On Mar 25, 2009, at 2:53 PM, John Huss wrote:
On Wed, Mar 25, 2009 at 12:36 PM, David Avendasora <email@hidden> wrote:
I've tried several times to use common classes with one class that both server and client inherit from, but I've never been able to get it to work correctly. Mike was kind enough to add some features to Entity Modeler to allow for defining the name of the common class and such, but I ran into all sorts of problems with actually getting an application to run.

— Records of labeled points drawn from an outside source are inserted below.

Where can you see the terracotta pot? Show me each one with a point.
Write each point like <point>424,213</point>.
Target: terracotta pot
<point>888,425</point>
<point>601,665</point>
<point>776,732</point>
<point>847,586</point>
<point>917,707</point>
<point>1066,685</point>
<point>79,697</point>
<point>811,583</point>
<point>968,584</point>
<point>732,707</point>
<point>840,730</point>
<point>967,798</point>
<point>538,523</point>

Interesting. Having a common class seems to be recommended in the
WO documentation, so I would expect to work without much effort.
You must be new here. :-P
Just kidding. You'd think that, but every time I've tried I've met with frustration and there's not many on the list with the knowledge or experience to help. My last attempt was last year around WOWODC and when I couldn't get it working I gave up and haven't looked back since.
There is a wojavaclient.jar that has all the WO client-side framework jars together in it that you can simply add to your client-side classpath, but if you use other frameworks that have client-side jars, you'll still have to manage them yourself.
Hmm, it didn't know that. It's the file here, right: /Library/WebServer/Documents/WebObjects/Java/wojavaclient.jar. That jar is rather large (10 mb). It looks like maybe everything is included twice, once in extracted form and once in an embedded jar. The jar I built with eclipse using the individual jars from WebServerResources was half the size (5 mb).
I don't use it other than to reference in my build path because since WOLips doesn't see the client-side jars in the frameworks on your build path you get errors in Eclipse. When my app is deployed, it copies the client-side jars out of the frameworks automatically.
Apart from the WOComponent classes like WOString, is it true that pretty much all of WO can be used on the client except EOAccess?
Whoops. Yeah, I think I said EOControl, I meant EOAccess, which makes sense from an MVC standpoint. I believe that pretty much everything else from an EOF standpoint is available. But the context in which you use it changes some.
You have an EditingContext on the client side, but it sometimes acts like a nested EC to the server-side EC and sometimes like a regular EC.
If you call saveChanges on it, they go back to the server and then back to the DB, but if you use invokeRemoteMethod, it will copy the EC back to the server and sync-up with the server-side EC, but not save unless you call saveChnages there.
In most cases if you understand how things work on the server, the client is either the same or different in a way that makes sense, but maybe isn't obvious.
I've learned WO by using D2JC so there are many things about EOF and WO that I don't fully understand, but I've still been able to build a complex ERP/Nutrition/Recall system with it.